Хозяйке ателье заметно нравилась эта фраза, потому что она повторила ее еще три раза.
Переходя с мольб на подкуп, а с подкупа на угрозы, через полчаса от Люсинды добились только потери тридцати минут. Говорить о покупателе портниха отказывалась. Сказать, когда будет следующая партия не могла. Предоплату не брала: ни за ткань, ни за информацию.
— За любой другой товар — пожалуйте, платите вперед, будет. Но симеола — нет! И еще раз — нет! Я всем одно говорю — кто первый, тот и забирает, это по справедливости, иначе со мной дело никто иметь не будет. Что вам только на нее солнце светит? Посмотрите свежую кисею, леди! Вчера приехала, вам к глазам. Летящая, мерцающая... Магия, а не кисея! Вон даже господин улыбается!
В доказательство Люсинда легко вытянула из недр огромного стола, набитого разноцветными запасами, рулон нежно-зеленой ткани в диаметре размером с голову. Ровена на кисею даже не взглянула. Полностью поглощенная неудачей, она вышла из лавки донельзя расстроенной.
Улица была в этом месте не прямой: город стоял на предгорье, потому дорога причудливо извивалась вопросительным знаком между двух рядов тесно прижатых друг к другу по большей части белых двухэтажных домиков. Все как один дома были выкрашены в белый, но смотрелись весело — в Ниблуне было принято ярко выкрашивать оконные ставни, трубы и входные двери. Торговцы принадлежали к разным родам — встречались Змеи, Быки, Волки, маги, бывали даже люди, но все они как один дипломатично предпочитали не украшать вывески знаками собственных родов. Стремясь расширить аудиторию и привлечь клиентов побогаче, торговые просто изображали воплощенного дракона вместе с товаром. Так, на аптекарской лавке красовалась вывеска с драконом, держащим в зубах букет лекарственных трав, а над пекарней был изображен дракон, в зубах которого торчала дюжина булок. Дракон кузнеца, пылая огнем, бодро ковал сталь. И только магическую лавку, хозяин которой занимался изготовлением небольших артефактов на заказ, украшало изображение самого популярного охранного кулона — защищающего от укусов гигантских ос, которых в теплое время летало немало.
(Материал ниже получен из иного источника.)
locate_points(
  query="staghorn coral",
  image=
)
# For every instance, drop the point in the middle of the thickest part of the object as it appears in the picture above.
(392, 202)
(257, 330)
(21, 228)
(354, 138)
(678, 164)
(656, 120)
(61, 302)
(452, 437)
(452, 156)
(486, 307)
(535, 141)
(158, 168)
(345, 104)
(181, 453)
— Хорошеньким женщинам запрещено хмуриться, — заметил Алойзиус, заботливо придерживая Ровену под руку. — А как же морщины?
Тон герцога был шутлив. Ровена огорченно вздохнула.
— Понимаю, вам может казаться это глупым, даже неважным... Но... Скоро праздник равноденствия, на котором будут все! Быть даже без кусочка симеолы в моем кругу — все равно, что быть без когтей, все равно, что быть оборванкой! — вырвалось у Ровены. Она невольно посмотрела на свою перчатку. — Это...
Она помедлила, подыскивая слово. На ум приходили только неуместные «бесчестье», «позор», «стыд».
Фантазия об эффективном появлении на празднике рассыпалась на кучу осколков.
— Уверяю, мне не кажется это глупым или неважным, баронесса. Таким как я не нужно объяснять действие законов высшего света, — спокойно прервал девушку Алойзиус. — Костюм едва ли не важнее того, кто в нем находится. Я сам могу убить за хороший. И прекрасно знаю, куда могут втоптать за плохой костюм. Помню, один лорд надел костюм с воротником, вышедшим из моды, так его за глаза до сих пор фазаном называют. А уже четыре десятка лет прошло.
Чайные мужские глаза глядели с понимающей, одобрительной смешинкой. Ровена вдруг подумала, что раз мужчина одет настолько тщательно, что действительно может быть для нее идеальным спутником. Ей понравилась мысль.
— Надеюсь, вы позволите мне искупить вину. Клянусь когтем, я что-нибудь придумаю, — герцог понизил голос, демонстрируя удлиняющийся коготь. — Я найду вам симеолу.